In the last couple of weeks I’ve been taking time out for a very rare and precious activity - reading for pleasure, without worrying about having to put down a book every few pages to make review-notes. Since old habits die hard, I might post mini-reviews later of some of the books I’ve read and enjoyed in this period, notably Cormac McCarthy’s No Country for Old Men, Ahmed Ali’s Twilight in Delhi, Indra Simha’s Animal’s People and Peter Robinson’s In a Dry Season, and some I didn’t like so much, such as Chitra Banerjee Divakaruni’s The Palace of Illusions, a strangely prosaic, bloodless telling of the Mahabharata from Draupadi’s perspective. But for now, some notes on a book I liked moderately, the new Jhumpa Lahiri collection.
Inevitably, any discussion of Lahiri’s work must be headlined by a mention of the type of writing she specializes in: about the immigrant experience, more specifically the lives of first-generation Bengalis and their alienated children in the US. This sort of thing draws mixed responses. Many readers of Indian writing in English have come to be suspicious of the sub-stratum popularly known as “Diaspora fiction”, a common allegation being that such writing panders to a Western readership by creating an exoticised picture of Indians and their adjustment problems. However, this amounts to tarring all such writing with the same brush, implying that all such authors deal with the clash of cultures in a simplistic or patronizing manner. The related allegation that there is little variety in Lahiri’s work isn’t particularly useful from a critical perspective either. Many authors have built great careers by writing only about the people and settings that they know about, and they have done this thoughtfully, intelligently, and with a display of versatility and variety that transcends the limited definitions of these words. As ever, the question that should be asked while appraising their work is not “what” but “how”.
In my view Lahiri still has a way to go as a novelist (poignant and perceptive though The Namesake often was, it tended to ramble and break up into a disjointed series of vignettes), but when the question “how” is applied to her short stories, the answer is that the best of them are notable for their restraint, for their economical character portraits and for quiet, seemingly effortless insights into people’s thoughts and actions. Many of the stories in Unaccustomed Earth have these qualities. At first glance, the book’s title appears to be about a shift to a foreign country (which is what many readers familiar with Lahiri’s earlier work would expect), but reading the stories one realises that it can refer to many other actions or experiences that bring a sense of dislocation with them: moving to a new house shortly after the death of a beloved parent, for example, and trying to think of the place as home despite knowing that the deceased person had never even seen it.
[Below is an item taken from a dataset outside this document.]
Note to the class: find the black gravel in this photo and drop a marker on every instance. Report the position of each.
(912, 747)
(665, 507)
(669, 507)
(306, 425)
In the title story, a woman nervously awaits a visit by her widowed father with whom she has rarely been alone in the past (her mother having always served as the go-between). In “Only Goodness”, a rehabilitated alcoholic, estranged from his family, attempts to return to the fold by getting in touch with his elder sister. The tentative interactions between these sets of people show us how circumstances can lead even the most intimate relationships into unaccustomed territory. This is also the case in the intriguing “A Choice of Accommodations”, in which a man named Amit travels with his American wife Megan to the mountain town where he once went to school, to attend the wedding of an old friend (and onetime crush). This story has a dreamlike quality that contrasts with Lahiri’s usually straightforward narratives. Initially we don’t sense much wrong between Amit and Megan beyond the ennui that can settle in after several years of marriage, but soon little details accumulate: they are disappointed by the hotel they have booked for their two-day stay; a tear in Megan’s dress seems like a bad omen; the setting recalls the loneliness of Amit’s youth and his failure to pursue the things he was really interested in; at the wedding, he forgets the name of an old classmate and upsets someone with a casual remark about how most marriages “disappear” after some time; he goes back to the hotel room to make a call and falls asleep, leaving his wife alone. Here, as in Lahiri’s most subtle work, nothing is spelt out but we sense how interior lives can impinge on mundane daily routines and threaten relationships.
There are a few weak links. “Hell-Heaven” – about a housewife’s attraction towards a younger man, supposedly a brother-figure – is mildly engrossing, without ever demanding much of the reader. The main point of interest in “Nobody’s Business”, where a student named Paul gets involved in the personal affairs of his housemate Sangeeta, is that the perspective here is that of a non-Indian. And the gardening analogies in “Unaccustomed Earth” are laboured (“he had toiled in unfriendly soil, coaxing new things from the ground”), providing just the right ammunition for critics who would dismiss Lahiri’s work as, dare one suggest, coaxing new clichés from the soil of immigrant fiction.
The good news is that the book ends on a strong note with the elegiac three-chapter novella “Hema and Kaushik”, which brings together many of Lahiri’s ideas about lives that have been set adrift. One of the central characters here is a photojournalist who travels around the world but for whom unaccustomed earth, the place where he feels most like an outsider, is his own home in Massachusetts, where his father’s new family has supplanted memories of his late mother. It’s another reminder that sticking the Diaspora tag on these stories amounts to limiting them, even if most of the characters are Indians abroad.